Data/Load Balancing of Shards

loredanacirstea · August 13, 2019, 11:08am

Scenarios

Existent imbalanced data/gas spent on shards
Migration of data from one shard to another for other technical/business reasons
New data from off-chain sources / Eth1

For the purpose of solving this problem we will use dType (dType (Decentralized Type System) on Ethereum 2.0) and the fact that it now has a count function for stored items. The count function is not ideal, because it does not measure the actual storage cost, but it gives enough approximation for the current purpose.

Problem Statement

Given a number of shards shard_count, each loaded with a certain shard_load and a number of dType storage contracts dtype_count, each with a certain dtype_load, we need to find a way to balance the loads across shards.

The result is a list of shards, each with a list of dtype IDs that should be added to that shard and the final data load of that shard.

Solution

The Python code for this solution is: (it can also be read at https://github.com/pipeos-one/dType/blob/f28bc63377f0565b1809c4dd4842242ce25dbd73/docs/research/Data_Load_Balancing_of_Shards.ipynb)

import random

shard_count = 20
dtype_count = 50

# # Increase average_coef if there are not enough shards for all dtypes 
average_coef = 1.3

max_shard_load = 400
max_dtype_load = 2000

# Initialize random load values for shards and dtypes
shard_loads_initial = list(enumerate([random.randrange(i, max_shard_load) for i in range(shard_count)]))
dtype_loads_initial = list(enumerate([random.randrange(i, max_dtype_load) for i in range(dtype_count)]))
shards = [[] for i in range(shard_count)]


next_index_s = 0
next_index_dt = 0
last_index_dt = len(dtype_loads_initial) - 1
last_index_s = len(shard_loads_initial) - 1

# Sort loads: ascending for shards, descending for dtypes
shard_loads = sorted(shard_loads_initial, key=lambda tup: tup[1])
dtype_loads = sorted(dtype_loads_initial, key=lambda tup: tup[1], reverse=True)

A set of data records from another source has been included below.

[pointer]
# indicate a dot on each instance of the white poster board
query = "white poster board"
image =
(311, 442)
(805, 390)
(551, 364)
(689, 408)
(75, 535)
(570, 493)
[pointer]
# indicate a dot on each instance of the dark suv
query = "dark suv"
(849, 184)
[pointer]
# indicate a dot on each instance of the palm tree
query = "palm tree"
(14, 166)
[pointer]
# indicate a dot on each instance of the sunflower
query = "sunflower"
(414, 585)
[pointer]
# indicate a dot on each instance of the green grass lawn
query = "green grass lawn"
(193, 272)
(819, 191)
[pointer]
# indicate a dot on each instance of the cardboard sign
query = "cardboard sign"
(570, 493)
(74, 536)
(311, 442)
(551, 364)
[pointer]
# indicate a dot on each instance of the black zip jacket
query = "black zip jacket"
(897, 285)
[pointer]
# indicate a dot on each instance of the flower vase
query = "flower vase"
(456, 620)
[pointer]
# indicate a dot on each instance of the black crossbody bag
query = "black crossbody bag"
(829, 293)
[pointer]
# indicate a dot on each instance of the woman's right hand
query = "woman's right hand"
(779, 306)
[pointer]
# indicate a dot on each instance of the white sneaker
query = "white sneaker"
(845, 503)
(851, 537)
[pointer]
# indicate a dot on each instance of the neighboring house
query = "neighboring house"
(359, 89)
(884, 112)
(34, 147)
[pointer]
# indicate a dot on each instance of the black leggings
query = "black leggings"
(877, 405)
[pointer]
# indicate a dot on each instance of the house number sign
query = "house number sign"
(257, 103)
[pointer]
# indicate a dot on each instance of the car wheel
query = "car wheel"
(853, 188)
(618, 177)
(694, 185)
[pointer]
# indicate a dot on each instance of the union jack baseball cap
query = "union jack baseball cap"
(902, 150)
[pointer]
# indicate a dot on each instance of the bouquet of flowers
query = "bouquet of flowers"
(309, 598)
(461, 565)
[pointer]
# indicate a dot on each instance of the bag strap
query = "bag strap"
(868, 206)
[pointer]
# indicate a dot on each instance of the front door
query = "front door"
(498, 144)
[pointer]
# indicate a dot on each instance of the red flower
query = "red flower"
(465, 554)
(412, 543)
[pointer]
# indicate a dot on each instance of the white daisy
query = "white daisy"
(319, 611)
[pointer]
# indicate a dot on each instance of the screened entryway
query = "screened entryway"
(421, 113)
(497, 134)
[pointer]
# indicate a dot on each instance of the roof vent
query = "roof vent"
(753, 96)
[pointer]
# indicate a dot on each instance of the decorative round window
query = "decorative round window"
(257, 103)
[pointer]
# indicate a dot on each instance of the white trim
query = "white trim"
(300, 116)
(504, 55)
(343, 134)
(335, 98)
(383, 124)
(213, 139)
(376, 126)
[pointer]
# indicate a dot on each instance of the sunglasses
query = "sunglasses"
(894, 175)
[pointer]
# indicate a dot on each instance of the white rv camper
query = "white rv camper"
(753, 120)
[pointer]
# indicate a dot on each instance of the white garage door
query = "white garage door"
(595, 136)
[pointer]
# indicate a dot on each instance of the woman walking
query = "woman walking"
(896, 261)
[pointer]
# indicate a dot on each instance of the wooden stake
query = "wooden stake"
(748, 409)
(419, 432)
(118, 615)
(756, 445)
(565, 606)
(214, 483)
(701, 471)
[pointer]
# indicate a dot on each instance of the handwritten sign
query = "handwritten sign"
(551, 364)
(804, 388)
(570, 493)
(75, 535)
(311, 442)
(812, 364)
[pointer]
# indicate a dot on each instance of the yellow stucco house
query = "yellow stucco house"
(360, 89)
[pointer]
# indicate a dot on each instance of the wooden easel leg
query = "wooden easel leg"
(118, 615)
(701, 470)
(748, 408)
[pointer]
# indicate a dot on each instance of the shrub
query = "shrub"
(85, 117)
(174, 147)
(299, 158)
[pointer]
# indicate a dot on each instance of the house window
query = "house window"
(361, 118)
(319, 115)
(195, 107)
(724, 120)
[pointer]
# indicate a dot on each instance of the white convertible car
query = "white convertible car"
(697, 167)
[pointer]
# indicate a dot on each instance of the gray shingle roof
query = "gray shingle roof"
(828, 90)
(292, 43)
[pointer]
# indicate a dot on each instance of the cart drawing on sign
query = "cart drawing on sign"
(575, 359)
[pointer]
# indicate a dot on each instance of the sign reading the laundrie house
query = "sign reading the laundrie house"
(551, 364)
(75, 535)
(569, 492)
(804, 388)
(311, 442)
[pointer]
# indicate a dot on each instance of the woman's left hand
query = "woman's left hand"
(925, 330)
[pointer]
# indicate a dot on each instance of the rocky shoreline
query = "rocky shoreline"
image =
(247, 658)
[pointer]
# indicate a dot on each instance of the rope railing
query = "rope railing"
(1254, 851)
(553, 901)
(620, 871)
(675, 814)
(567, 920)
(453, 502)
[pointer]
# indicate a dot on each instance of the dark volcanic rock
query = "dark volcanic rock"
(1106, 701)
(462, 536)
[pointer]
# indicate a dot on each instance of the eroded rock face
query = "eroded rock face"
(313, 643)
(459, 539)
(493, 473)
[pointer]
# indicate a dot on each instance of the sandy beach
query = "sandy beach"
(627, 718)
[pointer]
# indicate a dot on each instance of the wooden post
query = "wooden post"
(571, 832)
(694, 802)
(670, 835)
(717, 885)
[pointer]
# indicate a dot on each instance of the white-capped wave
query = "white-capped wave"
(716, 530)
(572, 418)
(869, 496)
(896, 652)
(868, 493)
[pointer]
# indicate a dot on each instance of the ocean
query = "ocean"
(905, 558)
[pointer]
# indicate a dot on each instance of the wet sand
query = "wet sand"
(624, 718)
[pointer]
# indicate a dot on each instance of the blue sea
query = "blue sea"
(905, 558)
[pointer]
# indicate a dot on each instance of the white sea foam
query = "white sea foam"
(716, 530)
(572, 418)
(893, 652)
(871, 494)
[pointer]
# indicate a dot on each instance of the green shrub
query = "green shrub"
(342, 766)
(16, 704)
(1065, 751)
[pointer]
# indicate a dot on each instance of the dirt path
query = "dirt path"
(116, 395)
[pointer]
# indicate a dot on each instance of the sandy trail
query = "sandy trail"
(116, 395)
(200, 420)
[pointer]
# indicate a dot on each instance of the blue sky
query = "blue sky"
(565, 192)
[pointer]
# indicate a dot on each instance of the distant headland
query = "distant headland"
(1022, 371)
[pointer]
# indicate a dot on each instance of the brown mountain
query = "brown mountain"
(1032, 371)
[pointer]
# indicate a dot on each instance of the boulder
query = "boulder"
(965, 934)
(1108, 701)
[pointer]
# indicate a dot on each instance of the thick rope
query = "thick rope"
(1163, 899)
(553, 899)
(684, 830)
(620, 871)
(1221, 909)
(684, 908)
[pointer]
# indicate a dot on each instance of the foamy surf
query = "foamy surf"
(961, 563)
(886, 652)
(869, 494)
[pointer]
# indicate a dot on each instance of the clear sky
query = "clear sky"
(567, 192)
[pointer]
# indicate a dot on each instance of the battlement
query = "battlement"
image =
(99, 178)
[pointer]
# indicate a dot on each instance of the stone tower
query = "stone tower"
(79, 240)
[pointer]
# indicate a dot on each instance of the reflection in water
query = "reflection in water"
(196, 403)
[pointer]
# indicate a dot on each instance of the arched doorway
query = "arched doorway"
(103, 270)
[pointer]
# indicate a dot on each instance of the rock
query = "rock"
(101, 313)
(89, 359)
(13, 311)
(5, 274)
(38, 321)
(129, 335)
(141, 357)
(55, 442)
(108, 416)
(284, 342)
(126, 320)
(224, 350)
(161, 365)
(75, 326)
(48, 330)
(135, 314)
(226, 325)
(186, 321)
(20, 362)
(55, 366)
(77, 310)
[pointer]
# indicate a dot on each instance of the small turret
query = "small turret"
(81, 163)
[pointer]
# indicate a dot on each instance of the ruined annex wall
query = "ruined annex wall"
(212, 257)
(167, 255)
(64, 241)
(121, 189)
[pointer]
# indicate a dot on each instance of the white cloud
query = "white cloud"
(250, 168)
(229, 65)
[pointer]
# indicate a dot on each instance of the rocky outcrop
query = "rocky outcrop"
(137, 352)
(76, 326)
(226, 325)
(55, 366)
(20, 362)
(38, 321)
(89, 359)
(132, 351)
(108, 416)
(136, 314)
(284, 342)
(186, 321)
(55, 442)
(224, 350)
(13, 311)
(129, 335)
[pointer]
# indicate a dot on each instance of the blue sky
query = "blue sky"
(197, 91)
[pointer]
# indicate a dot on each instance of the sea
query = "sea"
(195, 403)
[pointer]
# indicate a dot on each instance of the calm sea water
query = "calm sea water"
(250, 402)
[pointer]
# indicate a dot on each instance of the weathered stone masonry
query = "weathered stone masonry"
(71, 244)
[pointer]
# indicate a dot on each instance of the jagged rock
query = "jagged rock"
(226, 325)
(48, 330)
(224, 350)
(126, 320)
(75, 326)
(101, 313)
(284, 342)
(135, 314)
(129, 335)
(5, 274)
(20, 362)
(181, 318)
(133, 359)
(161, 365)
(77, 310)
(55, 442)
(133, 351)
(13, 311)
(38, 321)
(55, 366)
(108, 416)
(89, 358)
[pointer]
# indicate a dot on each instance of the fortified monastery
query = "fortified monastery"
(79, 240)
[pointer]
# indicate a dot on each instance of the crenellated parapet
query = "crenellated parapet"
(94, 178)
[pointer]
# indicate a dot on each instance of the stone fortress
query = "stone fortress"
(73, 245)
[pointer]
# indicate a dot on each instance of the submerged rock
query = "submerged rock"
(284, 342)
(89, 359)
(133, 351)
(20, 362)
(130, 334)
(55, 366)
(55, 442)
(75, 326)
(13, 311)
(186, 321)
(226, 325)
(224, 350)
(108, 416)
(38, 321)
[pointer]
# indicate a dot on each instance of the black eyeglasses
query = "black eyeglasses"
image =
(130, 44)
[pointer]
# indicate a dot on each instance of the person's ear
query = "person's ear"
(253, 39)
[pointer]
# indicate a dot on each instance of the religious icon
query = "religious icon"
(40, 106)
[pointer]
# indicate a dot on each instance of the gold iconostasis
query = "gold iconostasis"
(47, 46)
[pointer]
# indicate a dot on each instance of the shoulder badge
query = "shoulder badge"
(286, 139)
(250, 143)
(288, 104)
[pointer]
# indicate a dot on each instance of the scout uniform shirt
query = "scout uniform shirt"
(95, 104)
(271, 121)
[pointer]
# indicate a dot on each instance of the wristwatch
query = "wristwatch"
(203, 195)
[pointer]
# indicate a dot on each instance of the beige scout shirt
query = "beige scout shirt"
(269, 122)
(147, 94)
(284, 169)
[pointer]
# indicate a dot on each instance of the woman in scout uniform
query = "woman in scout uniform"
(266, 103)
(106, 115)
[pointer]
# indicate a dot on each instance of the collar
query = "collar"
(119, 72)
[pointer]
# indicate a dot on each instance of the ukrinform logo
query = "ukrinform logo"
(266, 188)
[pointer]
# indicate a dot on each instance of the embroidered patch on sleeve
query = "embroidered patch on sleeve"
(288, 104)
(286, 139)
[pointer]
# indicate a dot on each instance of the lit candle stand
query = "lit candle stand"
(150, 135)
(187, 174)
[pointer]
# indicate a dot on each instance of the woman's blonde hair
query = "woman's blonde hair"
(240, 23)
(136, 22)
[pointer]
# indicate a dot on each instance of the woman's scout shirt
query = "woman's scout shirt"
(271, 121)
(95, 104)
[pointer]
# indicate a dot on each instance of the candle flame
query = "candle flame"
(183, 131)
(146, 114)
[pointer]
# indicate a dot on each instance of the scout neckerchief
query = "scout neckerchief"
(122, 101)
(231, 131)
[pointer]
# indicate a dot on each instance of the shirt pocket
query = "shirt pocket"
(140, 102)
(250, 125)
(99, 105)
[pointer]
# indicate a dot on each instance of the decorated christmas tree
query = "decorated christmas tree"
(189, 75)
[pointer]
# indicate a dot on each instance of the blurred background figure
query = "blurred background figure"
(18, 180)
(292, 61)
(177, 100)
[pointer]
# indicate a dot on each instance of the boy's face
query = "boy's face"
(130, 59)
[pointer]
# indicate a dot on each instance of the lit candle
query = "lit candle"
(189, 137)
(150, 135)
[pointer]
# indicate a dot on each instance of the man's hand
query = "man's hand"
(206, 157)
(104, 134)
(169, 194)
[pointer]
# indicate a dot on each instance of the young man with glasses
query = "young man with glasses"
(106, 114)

# Calculate average count per shard
average_load_shard = (sum(i[1] for i in dtype_loads) + sum(i[1] for i in shard_loads)) / shard_count
average_load_shard *= average_coef
print('average_load_shard', average_load_shard)

# Move heavier than average dtypes on the least heaviest shards
for i, dload in dtype_loads:
    if dload >= average_load_shard:
        shards[next_index_s].append(i)
        next_index_s += 1
        next_index_dt += 1


# Pair heaviest dtypes with lightest shards
# and add as many light dtypes on top, as possible
for i, dload in dtype_loads[next_index_dt:]:
    if last_index_s < next_index_s:
        print('Needs more shards. Increase average_coef');
        break

    # Add the next heaviest dtype to the next lightest shard
    shards[next_index_s].append(i)

    # Add as many light dtypes as the average_load_shard permits
    load = shard_loads[next_index_s][1] + dload + dtype_loads[last_index_dt][1]
    while last_index_dt > next_index_dt and load <= average_load_shard:
        shards[next_index_s].append(dtype_loads[last_index_dt][0])
        last_index_dt -= 1
        load += dtype_loads[last_index_dt][1]

    next_index_s += 1
    next_index_dt += 1
    if next_index_dt > last_index_dt:
        break

print('(shard_index, shard_load, dtype_indexes)')

final_shards = [(shard_loads[x][0], sum([dtype_loads_initial[dtype_index][1] for dtype_index in shards[x]]), shards[x]) for x, _ in enumerate(shards)]

print('final_shards', final_shards)

Conclusions

We may need more data about gas/storage costs for this algorithm to be effective. Extended usage of dType will also improve the outcome.

dxadxa · October 10, 2019, 3:32pm

If a shard is “overloaded” with just 2 heavy smart contracts that are made to interact a lot each others. I guess that the 2 smart contracts may end in 2 different shards? Then the interaction will become more complex, no? will it be transparent or the smart contracts will have to be somehow redesigned?

adiasg · October 12, 2019, 7:01am

There are many graph partitioning algorithms available, so the main problem here seems to be coming up with a cost function for our particular sharded blockchain situation. One simple cost function would be to combine storage & gas usage into their actual dollar cost per day. Also, maintaning a record of the cross-shard communication pattern will let us place frequently communicating accounts in the same shard.